These notes are also in our resources section as a PDF, which you can open in a new tab to follow along as you work through the tool.
When you start a new risk, you’ll see a list of steps on the left side of the screen. You can go back to any step highlighted in green, or use the “back” or “continue” buttons at the bottom of the page (avoid using the browser’s back button) to make sure the AI is refreshed and updated properly.
Please note, it may take up to 10 seconds to load each new page. This delay happens because the AI is reviewing inputs from all steps to provide better suggestions. We’re actively working on improving our servers and AI to speed things up.
This step helps the AI model get started. Please enter your Objective or provide some background on what you’re trying to achieve. For example, you might be aiming to win a new contract, purchase a new system or product, or improve part of your operations, such as hiring a contractor for renovations. If you’re unsure, just describe your goals in your own words.
Next, identify any uncertainty in the Event field. You can use “inversion thinking,” which means considering the opposite of your Objective. For example, if your goal is to secure a sale, the Event might be not securing it. You can always come back later and add more details as your risk develops. Another way to identify risks is by thinking through a logical sequence of activities. We will add some diagrams to help illustrate this in our resources. If you’re procuring cladding for a building, potential Events could include difficulty finding affordable suppliers, failing safety checks, or installation issues. We’re here to support your business and help identify risks at any point in your lifecycle. It’s never too late to uncover hidden risks.

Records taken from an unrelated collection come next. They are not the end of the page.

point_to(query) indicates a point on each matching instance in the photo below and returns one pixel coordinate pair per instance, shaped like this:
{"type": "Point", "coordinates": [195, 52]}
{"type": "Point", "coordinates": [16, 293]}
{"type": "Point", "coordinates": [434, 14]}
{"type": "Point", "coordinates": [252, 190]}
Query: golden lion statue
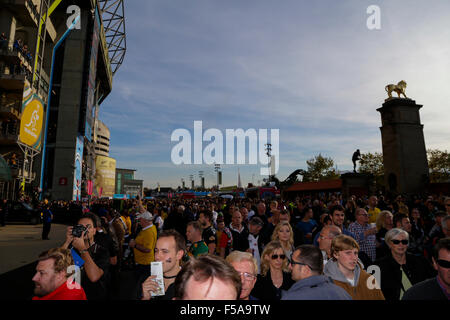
{"type": "Point", "coordinates": [399, 88]}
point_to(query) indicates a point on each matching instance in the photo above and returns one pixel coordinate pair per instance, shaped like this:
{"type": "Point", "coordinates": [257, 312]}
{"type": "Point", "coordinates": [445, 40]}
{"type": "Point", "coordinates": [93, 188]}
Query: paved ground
{"type": "Point", "coordinates": [21, 244]}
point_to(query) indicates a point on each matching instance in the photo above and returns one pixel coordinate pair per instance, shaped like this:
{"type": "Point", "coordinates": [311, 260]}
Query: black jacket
{"type": "Point", "coordinates": [426, 290]}
{"type": "Point", "coordinates": [416, 268]}
{"type": "Point", "coordinates": [265, 290]}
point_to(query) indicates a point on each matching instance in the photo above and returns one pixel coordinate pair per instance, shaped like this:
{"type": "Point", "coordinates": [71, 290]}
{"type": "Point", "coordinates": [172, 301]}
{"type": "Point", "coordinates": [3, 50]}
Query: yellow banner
{"type": "Point", "coordinates": [105, 176]}
{"type": "Point", "coordinates": [31, 120]}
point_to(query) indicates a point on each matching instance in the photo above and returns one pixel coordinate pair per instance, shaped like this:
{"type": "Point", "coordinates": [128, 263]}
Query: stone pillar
{"type": "Point", "coordinates": [404, 152]}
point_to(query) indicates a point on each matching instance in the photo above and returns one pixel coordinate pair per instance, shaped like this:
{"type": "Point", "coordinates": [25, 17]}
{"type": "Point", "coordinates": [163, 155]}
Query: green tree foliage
{"type": "Point", "coordinates": [439, 165]}
{"type": "Point", "coordinates": [320, 168]}
{"type": "Point", "coordinates": [372, 163]}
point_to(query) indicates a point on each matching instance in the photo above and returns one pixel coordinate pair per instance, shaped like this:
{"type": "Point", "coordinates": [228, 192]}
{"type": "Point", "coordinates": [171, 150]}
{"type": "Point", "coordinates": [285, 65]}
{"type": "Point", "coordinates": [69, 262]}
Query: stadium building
{"type": "Point", "coordinates": [57, 63]}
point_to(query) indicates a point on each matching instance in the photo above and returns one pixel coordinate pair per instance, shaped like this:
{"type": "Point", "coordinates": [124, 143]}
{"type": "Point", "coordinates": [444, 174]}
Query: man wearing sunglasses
{"type": "Point", "coordinates": [400, 269]}
{"type": "Point", "coordinates": [437, 288]}
{"type": "Point", "coordinates": [306, 266]}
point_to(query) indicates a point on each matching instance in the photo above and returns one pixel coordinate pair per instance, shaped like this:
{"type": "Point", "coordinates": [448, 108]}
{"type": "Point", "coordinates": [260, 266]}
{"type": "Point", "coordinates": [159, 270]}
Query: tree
{"type": "Point", "coordinates": [439, 165]}
{"type": "Point", "coordinates": [320, 168]}
{"type": "Point", "coordinates": [372, 163]}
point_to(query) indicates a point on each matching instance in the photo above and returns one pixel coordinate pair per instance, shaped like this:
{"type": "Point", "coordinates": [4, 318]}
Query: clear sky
{"type": "Point", "coordinates": [311, 69]}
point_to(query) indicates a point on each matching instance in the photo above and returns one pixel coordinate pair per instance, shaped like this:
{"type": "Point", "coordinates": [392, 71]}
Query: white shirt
{"type": "Point", "coordinates": [253, 245]}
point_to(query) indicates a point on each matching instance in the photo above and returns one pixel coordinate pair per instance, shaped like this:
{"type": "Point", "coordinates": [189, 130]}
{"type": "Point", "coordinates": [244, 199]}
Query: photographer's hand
{"type": "Point", "coordinates": [78, 243]}
{"type": "Point", "coordinates": [149, 286]}
{"type": "Point", "coordinates": [69, 238]}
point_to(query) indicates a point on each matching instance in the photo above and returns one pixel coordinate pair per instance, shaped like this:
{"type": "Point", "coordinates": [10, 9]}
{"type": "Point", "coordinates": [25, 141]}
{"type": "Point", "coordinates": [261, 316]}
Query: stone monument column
{"type": "Point", "coordinates": [404, 153]}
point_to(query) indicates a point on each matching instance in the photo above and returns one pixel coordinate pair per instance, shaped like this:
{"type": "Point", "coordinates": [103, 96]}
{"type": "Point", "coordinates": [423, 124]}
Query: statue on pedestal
{"type": "Point", "coordinates": [356, 157]}
{"type": "Point", "coordinates": [399, 88]}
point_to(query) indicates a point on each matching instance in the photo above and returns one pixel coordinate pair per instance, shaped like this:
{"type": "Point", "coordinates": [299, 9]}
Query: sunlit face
{"type": "Point", "coordinates": [415, 214]}
{"type": "Point", "coordinates": [202, 219]}
{"type": "Point", "coordinates": [362, 217]}
{"type": "Point", "coordinates": [248, 282]}
{"type": "Point", "coordinates": [406, 224]}
{"type": "Point", "coordinates": [244, 213]}
{"type": "Point", "coordinates": [443, 273]}
{"type": "Point", "coordinates": [338, 218]}
{"type": "Point", "coordinates": [284, 217]}
{"type": "Point", "coordinates": [254, 228]}
{"type": "Point", "coordinates": [389, 222]}
{"type": "Point", "coordinates": [236, 219]}
{"type": "Point", "coordinates": [399, 249]}
{"type": "Point", "coordinates": [277, 263]}
{"type": "Point", "coordinates": [347, 259]}
{"type": "Point", "coordinates": [211, 289]}
{"type": "Point", "coordinates": [89, 224]}
{"type": "Point", "coordinates": [324, 240]}
{"type": "Point", "coordinates": [284, 234]}
{"type": "Point", "coordinates": [191, 233]}
{"type": "Point", "coordinates": [46, 280]}
{"type": "Point", "coordinates": [261, 208]}
{"type": "Point", "coordinates": [166, 251]}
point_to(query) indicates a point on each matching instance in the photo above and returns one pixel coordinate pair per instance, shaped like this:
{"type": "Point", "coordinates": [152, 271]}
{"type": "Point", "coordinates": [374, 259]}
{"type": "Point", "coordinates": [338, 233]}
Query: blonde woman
{"type": "Point", "coordinates": [274, 275]}
{"type": "Point", "coordinates": [283, 232]}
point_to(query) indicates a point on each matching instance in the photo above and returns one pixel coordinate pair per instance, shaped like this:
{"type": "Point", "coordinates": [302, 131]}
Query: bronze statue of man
{"type": "Point", "coordinates": [356, 157]}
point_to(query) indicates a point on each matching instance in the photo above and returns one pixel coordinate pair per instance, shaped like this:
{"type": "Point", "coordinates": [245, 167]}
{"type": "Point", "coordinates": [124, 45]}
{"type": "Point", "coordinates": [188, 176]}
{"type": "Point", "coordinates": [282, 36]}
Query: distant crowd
{"type": "Point", "coordinates": [313, 248]}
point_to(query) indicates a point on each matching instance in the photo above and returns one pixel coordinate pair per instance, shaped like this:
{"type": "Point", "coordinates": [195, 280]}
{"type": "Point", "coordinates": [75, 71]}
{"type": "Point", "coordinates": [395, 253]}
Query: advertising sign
{"type": "Point", "coordinates": [90, 104]}
{"type": "Point", "coordinates": [32, 119]}
{"type": "Point", "coordinates": [105, 176]}
{"type": "Point", "coordinates": [78, 169]}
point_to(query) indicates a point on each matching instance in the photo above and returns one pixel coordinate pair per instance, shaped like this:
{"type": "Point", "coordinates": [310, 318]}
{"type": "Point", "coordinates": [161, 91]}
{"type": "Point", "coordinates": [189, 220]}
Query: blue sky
{"type": "Point", "coordinates": [311, 69]}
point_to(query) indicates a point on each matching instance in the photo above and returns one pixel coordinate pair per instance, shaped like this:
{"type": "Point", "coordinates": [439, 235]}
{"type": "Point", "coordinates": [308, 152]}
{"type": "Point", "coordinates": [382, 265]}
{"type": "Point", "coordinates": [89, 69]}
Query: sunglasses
{"type": "Point", "coordinates": [293, 263]}
{"type": "Point", "coordinates": [443, 263]}
{"type": "Point", "coordinates": [248, 276]}
{"type": "Point", "coordinates": [405, 242]}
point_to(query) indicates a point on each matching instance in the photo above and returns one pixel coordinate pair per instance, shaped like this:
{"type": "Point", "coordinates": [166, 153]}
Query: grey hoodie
{"type": "Point", "coordinates": [332, 270]}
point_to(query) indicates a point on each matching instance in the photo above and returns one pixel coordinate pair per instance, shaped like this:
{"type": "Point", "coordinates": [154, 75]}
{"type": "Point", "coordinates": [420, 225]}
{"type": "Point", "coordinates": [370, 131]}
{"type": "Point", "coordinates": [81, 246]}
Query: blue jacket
{"type": "Point", "coordinates": [315, 288]}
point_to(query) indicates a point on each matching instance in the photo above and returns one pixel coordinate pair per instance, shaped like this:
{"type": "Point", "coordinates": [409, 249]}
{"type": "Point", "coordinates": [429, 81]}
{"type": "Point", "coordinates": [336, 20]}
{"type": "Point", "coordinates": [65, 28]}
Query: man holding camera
{"type": "Point", "coordinates": [96, 258]}
{"type": "Point", "coordinates": [144, 245]}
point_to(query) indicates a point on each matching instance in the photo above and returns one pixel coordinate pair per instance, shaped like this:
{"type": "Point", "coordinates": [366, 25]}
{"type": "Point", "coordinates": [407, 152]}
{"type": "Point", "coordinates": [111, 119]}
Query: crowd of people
{"type": "Point", "coordinates": [213, 248]}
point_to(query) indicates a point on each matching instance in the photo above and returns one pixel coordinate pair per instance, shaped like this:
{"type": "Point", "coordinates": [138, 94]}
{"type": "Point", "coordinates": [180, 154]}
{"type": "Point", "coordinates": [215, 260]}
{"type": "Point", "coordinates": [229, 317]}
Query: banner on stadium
{"type": "Point", "coordinates": [105, 176]}
{"type": "Point", "coordinates": [31, 120]}
{"type": "Point", "coordinates": [78, 169]}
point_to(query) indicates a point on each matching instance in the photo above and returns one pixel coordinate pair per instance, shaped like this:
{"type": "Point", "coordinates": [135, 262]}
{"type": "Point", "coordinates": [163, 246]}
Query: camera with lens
{"type": "Point", "coordinates": [78, 230]}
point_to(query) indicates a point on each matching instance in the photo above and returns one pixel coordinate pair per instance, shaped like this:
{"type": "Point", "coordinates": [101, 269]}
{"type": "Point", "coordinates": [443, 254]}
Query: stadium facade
{"type": "Point", "coordinates": [57, 63]}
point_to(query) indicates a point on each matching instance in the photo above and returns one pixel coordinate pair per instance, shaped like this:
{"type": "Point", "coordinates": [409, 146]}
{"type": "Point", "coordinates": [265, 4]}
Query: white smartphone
{"type": "Point", "coordinates": [156, 270]}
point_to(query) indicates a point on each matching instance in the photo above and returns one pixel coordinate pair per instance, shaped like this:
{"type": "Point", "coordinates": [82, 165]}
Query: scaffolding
{"type": "Point", "coordinates": [113, 16]}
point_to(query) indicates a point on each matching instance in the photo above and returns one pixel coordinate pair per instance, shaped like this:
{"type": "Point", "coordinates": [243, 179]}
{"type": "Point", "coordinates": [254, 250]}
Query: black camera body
{"type": "Point", "coordinates": [78, 230]}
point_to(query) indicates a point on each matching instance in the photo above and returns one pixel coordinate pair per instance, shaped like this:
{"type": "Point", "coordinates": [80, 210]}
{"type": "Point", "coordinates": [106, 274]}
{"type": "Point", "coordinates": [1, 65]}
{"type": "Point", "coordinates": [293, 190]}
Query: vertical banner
{"type": "Point", "coordinates": [31, 120]}
{"type": "Point", "coordinates": [78, 169]}
{"type": "Point", "coordinates": [90, 104]}
{"type": "Point", "coordinates": [105, 176]}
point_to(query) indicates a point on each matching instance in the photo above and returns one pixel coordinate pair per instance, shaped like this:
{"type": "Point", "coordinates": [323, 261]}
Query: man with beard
{"type": "Point", "coordinates": [170, 249]}
{"type": "Point", "coordinates": [52, 277]}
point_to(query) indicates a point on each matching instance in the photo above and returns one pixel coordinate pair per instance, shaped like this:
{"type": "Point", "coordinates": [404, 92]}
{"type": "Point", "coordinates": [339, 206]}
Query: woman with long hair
{"type": "Point", "coordinates": [274, 275]}
{"type": "Point", "coordinates": [283, 232]}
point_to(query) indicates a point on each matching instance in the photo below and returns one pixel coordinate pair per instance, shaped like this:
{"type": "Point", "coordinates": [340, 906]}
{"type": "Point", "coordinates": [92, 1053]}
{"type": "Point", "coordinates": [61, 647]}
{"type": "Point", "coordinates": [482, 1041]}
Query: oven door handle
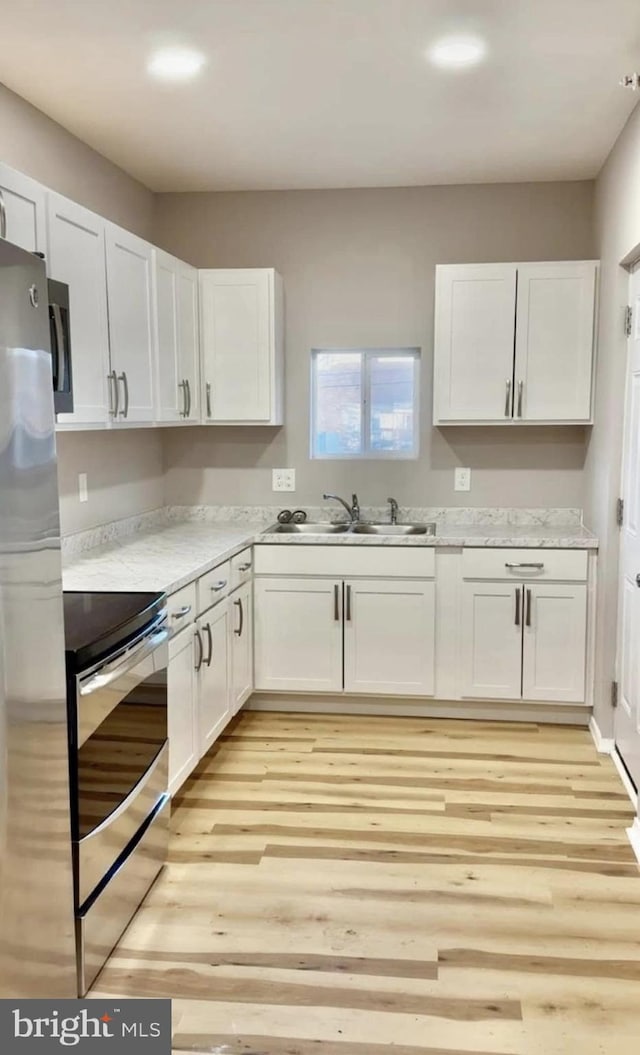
{"type": "Point", "coordinates": [111, 672]}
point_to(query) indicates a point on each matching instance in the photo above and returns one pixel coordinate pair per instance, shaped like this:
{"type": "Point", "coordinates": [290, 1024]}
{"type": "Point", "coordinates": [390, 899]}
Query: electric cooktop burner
{"type": "Point", "coordinates": [97, 624]}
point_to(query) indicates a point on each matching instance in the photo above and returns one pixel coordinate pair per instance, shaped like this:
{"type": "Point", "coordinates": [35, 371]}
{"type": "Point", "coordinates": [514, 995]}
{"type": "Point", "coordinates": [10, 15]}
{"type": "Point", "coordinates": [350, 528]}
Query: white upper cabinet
{"type": "Point", "coordinates": [554, 341]}
{"type": "Point", "coordinates": [514, 343]}
{"type": "Point", "coordinates": [473, 351]}
{"type": "Point", "coordinates": [76, 256]}
{"type": "Point", "coordinates": [241, 346]}
{"type": "Point", "coordinates": [22, 205]}
{"type": "Point", "coordinates": [176, 298]}
{"type": "Point", "coordinates": [131, 324]}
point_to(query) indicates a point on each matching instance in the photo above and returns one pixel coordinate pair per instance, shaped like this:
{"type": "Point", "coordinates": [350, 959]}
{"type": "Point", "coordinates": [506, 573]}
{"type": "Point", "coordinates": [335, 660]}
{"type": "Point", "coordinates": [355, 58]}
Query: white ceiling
{"type": "Point", "coordinates": [330, 93]}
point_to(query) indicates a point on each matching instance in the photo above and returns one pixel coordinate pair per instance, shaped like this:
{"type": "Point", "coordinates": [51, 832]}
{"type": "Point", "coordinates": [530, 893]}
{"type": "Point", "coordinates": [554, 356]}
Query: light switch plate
{"type": "Point", "coordinates": [284, 479]}
{"type": "Point", "coordinates": [462, 479]}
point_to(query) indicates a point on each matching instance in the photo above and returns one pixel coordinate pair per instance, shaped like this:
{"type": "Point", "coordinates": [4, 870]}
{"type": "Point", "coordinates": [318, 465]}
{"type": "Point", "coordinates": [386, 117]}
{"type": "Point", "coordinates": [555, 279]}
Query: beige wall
{"type": "Point", "coordinates": [124, 470]}
{"type": "Point", "coordinates": [618, 231]}
{"type": "Point", "coordinates": [124, 476]}
{"type": "Point", "coordinates": [359, 269]}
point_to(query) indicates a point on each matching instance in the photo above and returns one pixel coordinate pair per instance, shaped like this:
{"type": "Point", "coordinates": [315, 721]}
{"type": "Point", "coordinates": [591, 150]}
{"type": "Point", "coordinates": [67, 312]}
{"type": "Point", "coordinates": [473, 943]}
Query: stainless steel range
{"type": "Point", "coordinates": [117, 656]}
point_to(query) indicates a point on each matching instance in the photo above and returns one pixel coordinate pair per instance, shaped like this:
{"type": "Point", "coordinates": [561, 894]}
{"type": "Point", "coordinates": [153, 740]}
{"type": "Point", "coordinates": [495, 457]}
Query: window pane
{"type": "Point", "coordinates": [392, 403]}
{"type": "Point", "coordinates": [338, 404]}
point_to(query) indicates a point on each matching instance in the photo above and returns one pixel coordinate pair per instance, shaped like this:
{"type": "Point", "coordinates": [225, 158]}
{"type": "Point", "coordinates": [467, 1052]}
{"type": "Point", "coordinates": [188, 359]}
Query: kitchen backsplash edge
{"type": "Point", "coordinates": [74, 545]}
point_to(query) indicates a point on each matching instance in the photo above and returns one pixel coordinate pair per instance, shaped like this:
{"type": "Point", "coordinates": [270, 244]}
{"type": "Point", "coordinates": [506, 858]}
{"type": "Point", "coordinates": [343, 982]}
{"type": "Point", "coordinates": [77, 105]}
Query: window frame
{"type": "Point", "coordinates": [367, 453]}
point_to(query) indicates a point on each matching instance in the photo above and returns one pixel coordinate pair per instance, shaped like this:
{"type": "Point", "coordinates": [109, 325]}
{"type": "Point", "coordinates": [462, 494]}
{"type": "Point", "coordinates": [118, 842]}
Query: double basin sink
{"type": "Point", "coordinates": [360, 528]}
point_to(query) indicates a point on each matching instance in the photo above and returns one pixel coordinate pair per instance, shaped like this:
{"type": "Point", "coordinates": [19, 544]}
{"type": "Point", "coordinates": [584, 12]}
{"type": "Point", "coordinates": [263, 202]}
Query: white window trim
{"type": "Point", "coordinates": [367, 454]}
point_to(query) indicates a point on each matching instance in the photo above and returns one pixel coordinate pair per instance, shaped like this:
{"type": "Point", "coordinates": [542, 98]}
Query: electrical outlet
{"type": "Point", "coordinates": [283, 479]}
{"type": "Point", "coordinates": [462, 479]}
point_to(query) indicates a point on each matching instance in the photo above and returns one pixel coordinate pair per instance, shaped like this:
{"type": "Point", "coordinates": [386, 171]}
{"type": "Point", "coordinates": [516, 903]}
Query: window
{"type": "Point", "coordinates": [364, 403]}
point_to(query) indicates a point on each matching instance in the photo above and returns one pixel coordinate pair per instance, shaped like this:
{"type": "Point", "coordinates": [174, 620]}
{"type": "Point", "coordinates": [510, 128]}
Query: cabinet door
{"type": "Point", "coordinates": [214, 708]}
{"type": "Point", "coordinates": [131, 324]}
{"type": "Point", "coordinates": [237, 347]}
{"type": "Point", "coordinates": [24, 209]}
{"type": "Point", "coordinates": [241, 646]}
{"type": "Point", "coordinates": [76, 255]}
{"type": "Point", "coordinates": [182, 708]}
{"type": "Point", "coordinates": [389, 637]}
{"type": "Point", "coordinates": [555, 341]}
{"type": "Point", "coordinates": [490, 643]}
{"type": "Point", "coordinates": [473, 349]}
{"type": "Point", "coordinates": [172, 390]}
{"type": "Point", "coordinates": [189, 337]}
{"type": "Point", "coordinates": [555, 643]}
{"type": "Point", "coordinates": [298, 634]}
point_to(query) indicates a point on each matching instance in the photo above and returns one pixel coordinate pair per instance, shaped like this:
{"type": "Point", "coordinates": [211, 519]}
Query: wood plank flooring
{"type": "Point", "coordinates": [344, 885]}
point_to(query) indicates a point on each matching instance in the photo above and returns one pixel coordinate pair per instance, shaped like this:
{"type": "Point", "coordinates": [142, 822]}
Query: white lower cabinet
{"type": "Point", "coordinates": [524, 641]}
{"type": "Point", "coordinates": [298, 634]}
{"type": "Point", "coordinates": [241, 646]}
{"type": "Point", "coordinates": [212, 635]}
{"type": "Point", "coordinates": [356, 635]}
{"type": "Point", "coordinates": [555, 641]}
{"type": "Point", "coordinates": [389, 636]}
{"type": "Point", "coordinates": [182, 689]}
{"type": "Point", "coordinates": [491, 640]}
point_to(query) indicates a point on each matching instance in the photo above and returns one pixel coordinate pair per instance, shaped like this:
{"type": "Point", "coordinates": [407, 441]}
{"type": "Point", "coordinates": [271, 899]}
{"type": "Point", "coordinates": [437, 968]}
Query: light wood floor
{"type": "Point", "coordinates": [344, 885]}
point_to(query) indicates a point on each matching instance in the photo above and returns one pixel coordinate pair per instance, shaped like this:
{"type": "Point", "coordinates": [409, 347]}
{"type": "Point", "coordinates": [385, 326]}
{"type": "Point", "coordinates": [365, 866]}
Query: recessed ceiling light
{"type": "Point", "coordinates": [456, 53]}
{"type": "Point", "coordinates": [175, 63]}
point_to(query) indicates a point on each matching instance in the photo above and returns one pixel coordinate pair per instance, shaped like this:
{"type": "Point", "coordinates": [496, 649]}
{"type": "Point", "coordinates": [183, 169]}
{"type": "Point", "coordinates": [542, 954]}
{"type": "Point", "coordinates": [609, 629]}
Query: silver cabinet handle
{"type": "Point", "coordinates": [122, 378]}
{"type": "Point", "coordinates": [113, 394]}
{"type": "Point", "coordinates": [59, 356]}
{"type": "Point", "coordinates": [200, 651]}
{"type": "Point", "coordinates": [507, 400]}
{"type": "Point", "coordinates": [238, 632]}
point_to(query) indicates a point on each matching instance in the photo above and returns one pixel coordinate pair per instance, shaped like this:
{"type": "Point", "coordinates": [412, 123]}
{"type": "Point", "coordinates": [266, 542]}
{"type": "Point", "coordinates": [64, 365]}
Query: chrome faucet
{"type": "Point", "coordinates": [352, 510]}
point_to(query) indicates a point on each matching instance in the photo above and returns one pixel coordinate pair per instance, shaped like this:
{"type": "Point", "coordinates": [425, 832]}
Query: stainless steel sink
{"type": "Point", "coordinates": [363, 529]}
{"type": "Point", "coordinates": [310, 529]}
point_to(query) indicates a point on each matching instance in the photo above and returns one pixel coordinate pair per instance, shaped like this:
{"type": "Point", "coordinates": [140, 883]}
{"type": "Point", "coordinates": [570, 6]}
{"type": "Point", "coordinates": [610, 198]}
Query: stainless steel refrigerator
{"type": "Point", "coordinates": [37, 944]}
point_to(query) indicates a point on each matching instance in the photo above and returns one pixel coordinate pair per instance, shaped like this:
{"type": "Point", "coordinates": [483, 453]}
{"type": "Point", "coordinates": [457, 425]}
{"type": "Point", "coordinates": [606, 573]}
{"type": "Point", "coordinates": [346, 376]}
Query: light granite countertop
{"type": "Point", "coordinates": [169, 556]}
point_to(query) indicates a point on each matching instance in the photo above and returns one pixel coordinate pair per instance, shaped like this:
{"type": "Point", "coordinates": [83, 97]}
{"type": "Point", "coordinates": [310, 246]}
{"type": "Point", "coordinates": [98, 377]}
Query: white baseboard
{"type": "Point", "coordinates": [405, 706]}
{"type": "Point", "coordinates": [634, 837]}
{"type": "Point", "coordinates": [604, 745]}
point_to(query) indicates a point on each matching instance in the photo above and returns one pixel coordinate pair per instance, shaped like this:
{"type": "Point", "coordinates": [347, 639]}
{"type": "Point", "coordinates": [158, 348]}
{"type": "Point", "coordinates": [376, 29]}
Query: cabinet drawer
{"type": "Point", "coordinates": [214, 586]}
{"type": "Point", "coordinates": [241, 568]}
{"type": "Point", "coordinates": [181, 608]}
{"type": "Point", "coordinates": [346, 561]}
{"type": "Point", "coordinates": [529, 563]}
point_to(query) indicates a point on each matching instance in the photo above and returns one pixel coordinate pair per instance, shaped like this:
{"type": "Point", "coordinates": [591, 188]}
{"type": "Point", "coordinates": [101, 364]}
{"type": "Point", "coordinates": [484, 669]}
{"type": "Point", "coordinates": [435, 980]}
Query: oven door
{"type": "Point", "coordinates": [121, 761]}
{"type": "Point", "coordinates": [59, 325]}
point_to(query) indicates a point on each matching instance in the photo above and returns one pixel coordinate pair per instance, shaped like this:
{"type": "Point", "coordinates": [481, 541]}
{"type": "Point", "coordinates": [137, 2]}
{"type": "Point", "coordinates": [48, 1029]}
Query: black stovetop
{"type": "Point", "coordinates": [97, 624]}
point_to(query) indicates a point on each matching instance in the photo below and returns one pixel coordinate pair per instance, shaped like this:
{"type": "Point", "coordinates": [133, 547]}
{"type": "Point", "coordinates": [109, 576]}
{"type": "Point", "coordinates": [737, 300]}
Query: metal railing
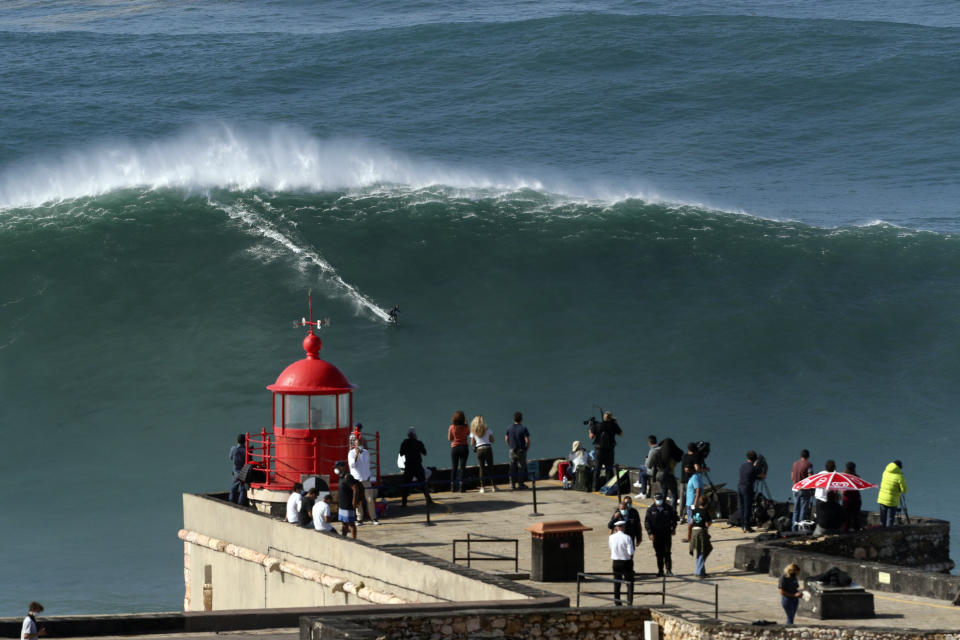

For the Trigger Date, think about when you might first notice that the Event is happening and need to manage the negative consequences (which the AI will advise on in the next step). If you can’t pin down a date, that’s okay for now. Just describing the Trigger helps you recognize when the Event may occur.
The Expiry Date is when the Event can no longer happen because your objective is either complete or the consequences have been managed. Defining this can also help refine your understanding of the Event.
Step 2 focuses on understanding the Effects. If the Event happens, the Effects are the consequences you’ll need to manage. These often involve extra time and money to resolve, which we’ll cover later in the Reactive Assessment. Examples of Effects could be not finding a cost-effective supplier or failing safety checks. Effects can be straightforward and don’t need to be overly complicated.
Step 3 is about Reactive Plans, which help you prepare for what to do if the Effects occur and you can’t prevent them. These plans let you respond quickly and effectively in a worst-case scenario. For example, imagine heading to the airport for a 4 a.m. flight, and your car won’t start. You wouldn’t want to start searching for a taxi or asking a friend for help in that moment—you would have already prepared by having taxi numbers ready. We should apply the same thinking to our work projects by planning ahead for potential issues.
In Step 4, we estimate the impacts of the Effects. For example, this could include the cost of finding a new supplier that meets quality standards if the initial supplier cannot, or the extra time needed for additional safety checks etc. It’s helpful to explain your estimates in the Effects, which you can refine later once you’ve had more time to think. For now, it’s okay to use rough estimates, or whether you choose lower or higher figures. As long as you explain your reasoning, there’s no right or wrong answer. You’ll assess impacts based on cost, delays, quality, safety, and reputation—use whichever factors apply to your project. There’s also a likelihood definitions table in the resources to help you estimate the chances of the Event happening.
At this point, we have a clear understanding of the problem and its potential impact. Next, we’ll explore how to avoid the problem altogether.
Step 5 is straightforward. The AI will suggest possible Causes, and you can either accept all the recommendations or add your own. If you’re working with a team, you can also hold a workshop later to review and discuss these suggestions together.
Now it’s time to think about the details for your Proactive Plans. Start with a short title, and include key information like outcomes (what success looks like), outputs (such as documents or items that people need to produce), activities and tasks, dependencies (whether you rely on others for something), and assumptions (any unknowns and how you’re addressing them). Writing all of this down gives you clear plans to manage your risks. The SMART acronym can help: make your plans Specific, Measurable, Allocated to an Owner, Relevant, and Time-bound.
Step 7 is similar to Step 4, but this time we focus on the cost of delivering the Proactive Plans. This could include costs for hiring extra people or paying for services to prevent the Event or reduce the chances of it happening. You can then compare the cost of the Proactive Plans with the cost of Reactive Plans to calculate the return on investment (ROI).
Next, look at the reduced impacts. For example, if your Reactive Plan showed an 80% safety impact, your Proactive Plan should aim to lower that, say to 30%. Enter the reduced impact figures for delays, quality, safety, and reputation that you expect if your Proactive Plan is fully implemented.
We’ve designed the review process to be as simple as possible. Once the Risk is set up, you can just enter the % completeness of each Proactive Plan and add notes to explain any changes. This will automatically update the exposure from the Reactive score (how bad it could be) to show the current exposure today. This helps you track progress toward the Proactive (target) score. When a Risk reaches the target score, it is managed to a level that’s as low as reasonably practicable (ALARP).